During their short relationship, Leah did contribute to the maintenance of Norm’s Browning property. Money from the joint checking account, to which she contributed, was used to pay taxes and purchase a stove for the Browning property. However brief the interest, these payments evidence Leah’s interest in the premarital asset.

Inclusion of premarital assets in the marital estate in the case at bar correlates with our previous holding in In re the Marriage of J.J.C. (Mont. 1987), [227 Mont. 264,] 739 P.2d 465, 44 St.Rep. 1068, where we held it was proper to award a cash payment to the wife rather than force the division of property in which the wife had only *476a brief interest. In J.J.C, as in the instant case, the marriage lasted only a few months and the wife’s financial contributions to property were minimal. While finding that the wife made no contribution to the acquisition or preservation of the husband’s estate, this Court held a $15,000 payment to the wife was nonetheless proper to compensate her for her interest obtained in the husband’s property through their marriage.

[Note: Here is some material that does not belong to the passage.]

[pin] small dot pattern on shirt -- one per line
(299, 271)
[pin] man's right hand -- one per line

It should be noted that a decision requiring payment by one party to the other in a dissolution proceeding also finds support in statutory law. Section 40-4-202(1), MCA, states that a court may “finally equitably apportion between the parties the property and assets belonging to either or both, however and whenever acquired and whether the title thereto is in the name of the husband or wife or both.”

The statute goes on to list factors which the court must consider in making the property distribution. The record clearly shows that the special master considered these factors in making his findings and that the District Court adopted the master’s report in toto in its February, 1989 decision.

We hold the District Court properly included premarital assets in the marital estate.

II.

Did the District Court award more than 100 percent of the marital estate?

Norm argues that by ordering him to pay an additional $7,664 to Leah the District Court is distributing more assets than the marital estate contains. In support of this argument he cites In re the Marriage of Lippert (Mont. 1981), [_ Mont. _,] 627 P.2d 1206, 38 St.Rep. 625, which expressly prohibited a district court from awarding more than 100 percent of the marital estate.

Lippert is a correct statement of the law. A court cannot distribute what is not there. The District Court, however, explained its reasoning in ordering the additional payment. In the above-cited portion of the February 1 decision, quoting special master’s Finding of Fact No. 12, the District Court agreed that the marital estate included assets acquired prior to the date of marriage. Noting that the special master’s report was confusing in regard to what was in the marital estate, the District Court recognized that the special master intended to include premarital assets. By including premarital assets, *477the marital estate is adequate to provide the additional payment from Norm to Leah in compensation for the loss she suffered by selling her home in order to contribute to the couple’s Cloverview home.

The couple’s premarital assets were properly included in the marital estate and we find that the District Court did not distribute more than 100 percent of the marital estate.

Affirmed.

MR. JUSTICES WEBER, GULBRANDSON, HUNT and SHEEHY concur.